[ 
https://issues.apache.org/jira/browse/FELIX-5410?page=com.atlassian.jira.plugin.system.issuetabpanels:comment-tabpanel&focusedCommentId=15709807#comment-15709807
 ] 

Alexander Klimetschek edited comment on FELIX-5410 at 11/30/16 9:23 PM:
------------------------------------------------------------------------

To track the *origin of dynamically registered services*, a 
[ServiceListener|https://osgi.org/javadoc/r6/core/org/osgi/framework/ServiceListener.html]
 could be used. It would track the (last) dynamic unregistration of services 
and inspect the stack which looks something like this:

{noformat}
listener: at 
org.apache.felix.scr.impl.BundleComponentActivator$ListenerInfo.serviceChanged(BundleComponentActivator.java:120)
          at 
org.apache.felix.framework.util.EventDispatcher.invokeServiceListenerCallback(EventDispatcher.java:991)
          at 
org.apache.felix.framework.util.EventDispatcher.fireEventImmediately(EventDispatcher.java:839)
          at 
org.apache.felix.framework.util.EventDispatcher.fireServiceEvent(EventDispatcher.java:546)
          at org.apache.felix.framework.Felix.fireServiceEvent(Felix.java:4557)
          at org.apache.felix.framework.Felix.access$000(Felix.java:106)
          at org.apache.felix.framework.Felix$1.serviceChanged(Felix.java:420)
          at 
org.apache.felix.framework.ServiceRegistry.unregisterService(ServiceRegistry.java:170)
          at 
org.apache.felix.framework.ServiceRegistrationImpl.unregister(ServiceRegistrationImpl.java:144)
origin:   at 
org.apache.jackrabbit.oak.plugins.metric.StatisticsProviderFactory.deactivate(StatisticsProviderFactory.java:103)
{noformat}

This would be stored in a map of service -> origin (class name).

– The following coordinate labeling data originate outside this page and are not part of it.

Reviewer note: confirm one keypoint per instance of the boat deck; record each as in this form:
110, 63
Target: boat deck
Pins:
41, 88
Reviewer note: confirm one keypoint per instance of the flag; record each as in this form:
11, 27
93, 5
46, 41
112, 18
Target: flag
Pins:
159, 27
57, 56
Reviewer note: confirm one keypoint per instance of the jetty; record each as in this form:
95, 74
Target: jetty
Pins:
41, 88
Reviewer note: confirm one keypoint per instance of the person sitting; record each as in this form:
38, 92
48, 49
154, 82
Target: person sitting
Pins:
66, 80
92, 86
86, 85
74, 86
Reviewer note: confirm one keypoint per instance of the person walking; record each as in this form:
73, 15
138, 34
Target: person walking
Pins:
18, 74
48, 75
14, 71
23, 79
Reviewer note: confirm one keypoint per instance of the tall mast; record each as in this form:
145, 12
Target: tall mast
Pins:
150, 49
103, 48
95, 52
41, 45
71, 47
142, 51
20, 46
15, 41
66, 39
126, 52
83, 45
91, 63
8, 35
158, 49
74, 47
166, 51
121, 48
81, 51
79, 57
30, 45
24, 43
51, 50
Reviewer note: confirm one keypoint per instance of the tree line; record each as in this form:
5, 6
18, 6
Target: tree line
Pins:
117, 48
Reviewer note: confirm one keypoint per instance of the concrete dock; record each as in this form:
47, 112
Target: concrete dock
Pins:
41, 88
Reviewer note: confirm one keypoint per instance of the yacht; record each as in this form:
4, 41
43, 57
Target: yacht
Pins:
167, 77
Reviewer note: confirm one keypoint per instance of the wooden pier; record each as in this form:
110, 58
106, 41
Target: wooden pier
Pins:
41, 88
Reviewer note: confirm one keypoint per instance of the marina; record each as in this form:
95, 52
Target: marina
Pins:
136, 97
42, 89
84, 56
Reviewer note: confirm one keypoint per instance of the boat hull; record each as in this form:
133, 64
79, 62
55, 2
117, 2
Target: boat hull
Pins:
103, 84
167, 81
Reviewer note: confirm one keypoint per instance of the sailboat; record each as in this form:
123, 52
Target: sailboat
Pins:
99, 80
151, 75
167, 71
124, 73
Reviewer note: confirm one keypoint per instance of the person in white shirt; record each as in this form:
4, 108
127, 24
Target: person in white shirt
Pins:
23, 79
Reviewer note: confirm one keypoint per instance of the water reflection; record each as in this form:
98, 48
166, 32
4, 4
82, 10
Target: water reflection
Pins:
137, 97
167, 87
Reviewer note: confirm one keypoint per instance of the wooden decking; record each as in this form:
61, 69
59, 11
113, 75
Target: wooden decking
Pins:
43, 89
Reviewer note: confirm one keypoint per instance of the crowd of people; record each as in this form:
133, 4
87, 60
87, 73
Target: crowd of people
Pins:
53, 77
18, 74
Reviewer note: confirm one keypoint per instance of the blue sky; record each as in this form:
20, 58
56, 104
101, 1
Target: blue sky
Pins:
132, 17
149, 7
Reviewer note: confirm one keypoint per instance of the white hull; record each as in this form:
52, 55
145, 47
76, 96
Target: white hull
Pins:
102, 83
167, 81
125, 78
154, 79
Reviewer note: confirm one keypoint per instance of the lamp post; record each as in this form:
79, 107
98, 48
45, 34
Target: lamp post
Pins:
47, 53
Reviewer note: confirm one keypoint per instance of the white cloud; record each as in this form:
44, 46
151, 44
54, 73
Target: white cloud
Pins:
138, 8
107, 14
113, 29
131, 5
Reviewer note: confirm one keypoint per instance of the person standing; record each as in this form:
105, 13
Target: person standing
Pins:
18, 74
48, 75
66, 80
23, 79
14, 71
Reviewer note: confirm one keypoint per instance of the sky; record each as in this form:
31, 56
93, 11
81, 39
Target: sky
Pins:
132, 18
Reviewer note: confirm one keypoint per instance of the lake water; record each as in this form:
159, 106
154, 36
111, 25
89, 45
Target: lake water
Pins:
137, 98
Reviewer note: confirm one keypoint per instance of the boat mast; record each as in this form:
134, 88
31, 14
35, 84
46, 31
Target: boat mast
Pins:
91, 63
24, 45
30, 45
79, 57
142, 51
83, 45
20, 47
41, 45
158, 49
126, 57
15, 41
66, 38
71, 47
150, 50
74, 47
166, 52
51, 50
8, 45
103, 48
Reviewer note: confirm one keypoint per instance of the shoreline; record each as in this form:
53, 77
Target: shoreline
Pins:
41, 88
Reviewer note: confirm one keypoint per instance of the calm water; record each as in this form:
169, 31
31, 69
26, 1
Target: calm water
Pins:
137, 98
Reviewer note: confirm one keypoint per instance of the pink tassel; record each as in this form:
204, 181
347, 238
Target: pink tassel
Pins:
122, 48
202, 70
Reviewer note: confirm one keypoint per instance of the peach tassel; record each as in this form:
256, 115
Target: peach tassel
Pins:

In contrast, a registration by SCR has a stacktrace where the origin is 
{{org.apache.felix.scr}}:

{noformat}
listnr: at 
org.apache.felix.scr.impl.BundleComponentActivator$ListenerInfo.serviceChanged(BundleComponentActivator.java:120)
        at 
org.apache.felix.framework.util.EventDispatcher.invokeServiceListenerCallback(EventDispatcher.java:991)
        at 
org.apache.felix.framework.util.EventDispatcher.fireEventImmediately(EventDispatcher.java:839)
        at 
org.apache.felix.framework.util.EventDispatcher.fireServiceEvent(EventDispatcher.java:546)
        at org.apache.felix.framework.Felix.fireServiceEvent(Felix.java:4557)
        at org.apache.felix.framework.Felix.access$000(Felix.java:106)
        at org.apache.felix.framework.Felix$1.serviceChanged(Felix.java:420)
        at 
org.apache.felix.framework.ServiceRegistry.unregisterService(ServiceRegistry.java:170)
        at 
org.apache.felix.framework.ServiceRegistrationImpl.unregister(ServiceRegistrationImpl.java:144)
scr:    at 
org.apache.felix.scr.impl.manager.AbstractComponentManager$3.unregister(AbstractComponentManager.java:883)
        at 
org.apache.felix.scr.impl.manager.AbstractComponentManager$3.unregister(AbstractComponentManager.java:857)
        at 
org.apache.felix.scr.impl.manager.RegistrationManager.changeRegistration(RegistrationManager.java:140)
        at 
org.apache.felix.scr.impl.manager.AbstractComponentManager.unregisterService(AbstractComponentManager.java:925)
{noformat}

In that case the origin would probably be the service implementation itself 
(which might fail to start because of an exception in its activate).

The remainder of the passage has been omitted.